Me: That depends on how long my husband is willing to cook, clean, and do the laundry.
6-year-old: I have a spelling test tomorrow.
Me: What do you have to spell?
6: Words, probably.
The hurt I feel when someone leaves the bus seat next to mine for a newly empty one is almost exactly equal to my annoyance when they don’t.
Donating blood gets complicated when it’s not yours. So many questions.
Went to work without a drop of makeup on… walked by a mirror and said good morning thinking that was someone else.
[in a bar]
Him: Trouble is my middle name.
Me: wow… That’s a stupid middle name. You must hate your parents.Him: *breaks down crying
If I were a wrestler, my fighting name would be Pain Austen.
“Very colorful, fun. I’d put it in my mouth”
“A bit scary, seems sharp. Still, I’d put it in my mouth”
-Baby reviews of stuff on the floor
I’m single and proud of it!
* Flips hair
* Trips over cat
Me: Would you bring me the mattress cover off your bed?
Son: *looks puzzled* The what?
Me: The mattress cover. The quilted looking sheet.
Son:
Me: The final boss sheet at the bottom.
Son: Oh that.
Doctor said if I have a vasectomy I wouldn’t have any kids, had the operation, got home, they’re still there
Financial Advisor: You should think about diversifying your assets.
Me: You mean like buying shorts that aren’t cargo?
My jeans aren’t too small, they’re my compression pants.
me: [throws bouquet]
florist: are you gonna buy something
Tinder but it matches people that don’t know what they want for dinner with people who will decide what they get for dinner.

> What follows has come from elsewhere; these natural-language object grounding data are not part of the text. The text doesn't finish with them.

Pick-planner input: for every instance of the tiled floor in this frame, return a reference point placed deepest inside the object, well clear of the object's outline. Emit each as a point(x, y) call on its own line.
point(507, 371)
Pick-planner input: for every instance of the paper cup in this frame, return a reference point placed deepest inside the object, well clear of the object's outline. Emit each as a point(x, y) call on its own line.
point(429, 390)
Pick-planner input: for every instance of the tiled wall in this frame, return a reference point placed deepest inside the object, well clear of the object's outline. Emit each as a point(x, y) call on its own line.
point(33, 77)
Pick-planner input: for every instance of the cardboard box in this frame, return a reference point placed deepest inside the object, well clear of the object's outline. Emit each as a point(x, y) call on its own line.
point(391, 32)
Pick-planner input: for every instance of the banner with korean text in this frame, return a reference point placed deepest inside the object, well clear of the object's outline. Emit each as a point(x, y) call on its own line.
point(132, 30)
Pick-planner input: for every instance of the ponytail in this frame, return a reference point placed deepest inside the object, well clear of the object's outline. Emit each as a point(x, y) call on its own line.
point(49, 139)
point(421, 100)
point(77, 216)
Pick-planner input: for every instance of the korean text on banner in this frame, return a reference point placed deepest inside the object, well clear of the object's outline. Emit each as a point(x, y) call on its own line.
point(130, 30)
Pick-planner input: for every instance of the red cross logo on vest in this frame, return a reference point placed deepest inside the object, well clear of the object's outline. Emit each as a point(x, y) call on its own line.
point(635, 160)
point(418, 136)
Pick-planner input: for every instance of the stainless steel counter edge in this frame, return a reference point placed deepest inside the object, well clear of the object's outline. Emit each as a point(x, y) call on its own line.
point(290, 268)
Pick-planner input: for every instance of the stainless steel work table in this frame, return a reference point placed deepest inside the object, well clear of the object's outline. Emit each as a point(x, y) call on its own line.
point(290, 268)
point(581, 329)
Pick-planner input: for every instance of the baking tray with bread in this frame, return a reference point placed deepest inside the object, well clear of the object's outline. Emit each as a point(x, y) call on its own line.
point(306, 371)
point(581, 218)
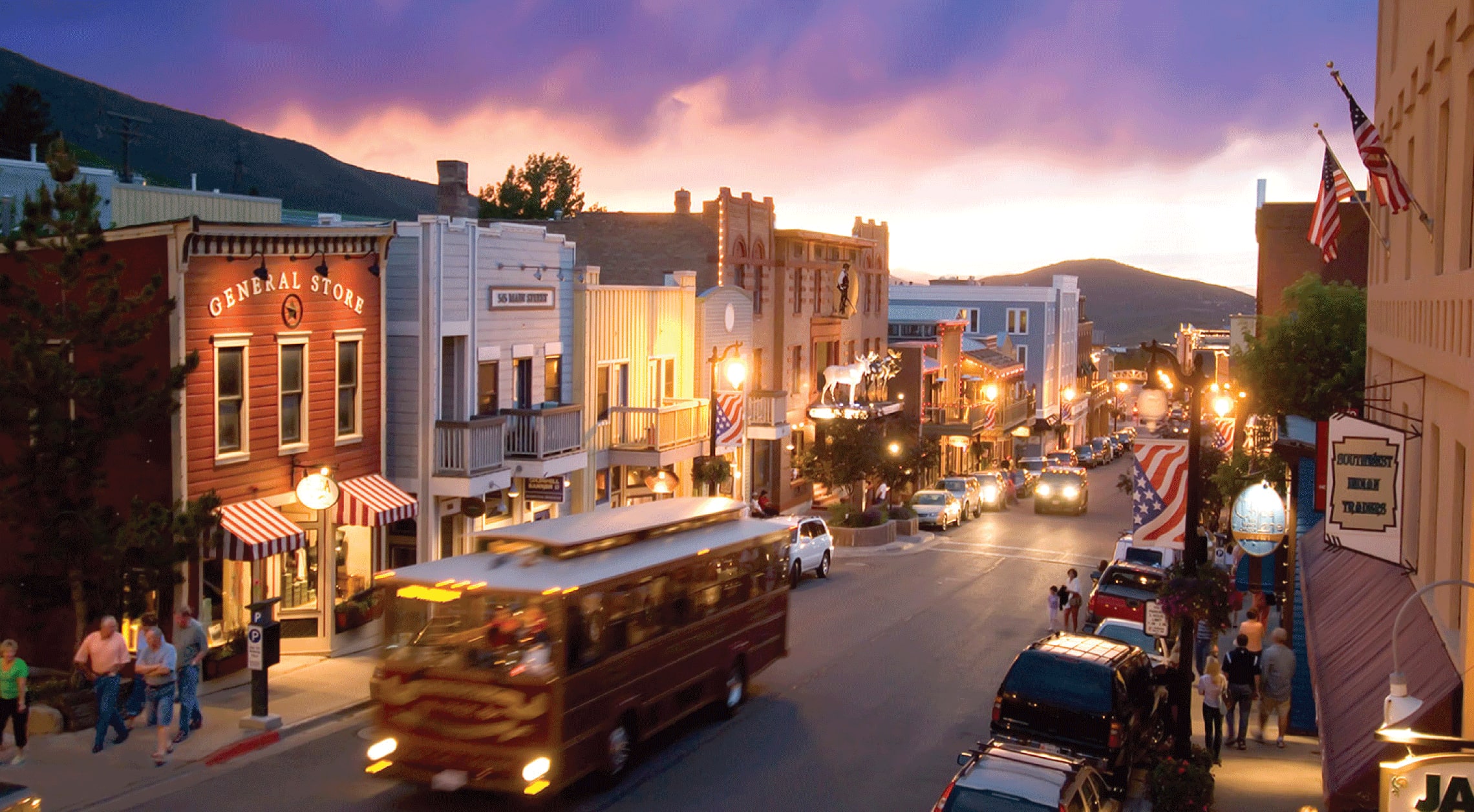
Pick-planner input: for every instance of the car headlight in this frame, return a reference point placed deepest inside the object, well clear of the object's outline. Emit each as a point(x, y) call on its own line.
point(537, 768)
point(382, 747)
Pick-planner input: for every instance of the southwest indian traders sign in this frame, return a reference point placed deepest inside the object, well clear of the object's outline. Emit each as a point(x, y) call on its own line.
point(1364, 504)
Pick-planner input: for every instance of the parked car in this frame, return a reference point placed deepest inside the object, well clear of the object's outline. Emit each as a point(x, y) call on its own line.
point(1122, 592)
point(1082, 696)
point(1023, 482)
point(992, 491)
point(1013, 778)
point(966, 489)
point(1034, 465)
point(938, 509)
point(1134, 634)
point(1062, 489)
point(811, 547)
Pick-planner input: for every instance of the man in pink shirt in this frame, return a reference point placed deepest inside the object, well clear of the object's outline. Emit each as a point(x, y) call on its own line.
point(101, 657)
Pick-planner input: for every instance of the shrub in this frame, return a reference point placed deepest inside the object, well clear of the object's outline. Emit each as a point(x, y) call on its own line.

My son can play any song by ear on the piano.
I can sort items for the recycling bin.
Catch a spark… Set the world on fire!
– Incinerational Tweet
DEATH STAR BARISTA: How do you want your coffee?
VADER: On the dark side.
DEATH STAR BARISTA: Debit? Cash?
VADER: Star bucks.
“That’s how kids get money. Loose teeth and chores.” -6yo niece schooling 4 on the way the world works
I’ve seen enough episodes of Dateline to know never to stand near a cliff while letting Hubs take my picture.
Drake: you used to call me on my cell phone
Me: that’s what cell phones are for
My friend is really mad that the same team keeps winning her local pub quiz so she’s recruiting literally everyone can think of to join hers because they don’t have team size limits, and I can’t wait for her to become the reason they implement team size limits.
“What do you see in him?”
– me to the x-ray tech imaging my kid
Autocorrect changed “you flatter me” to “you flatten me” and shit just got really weird.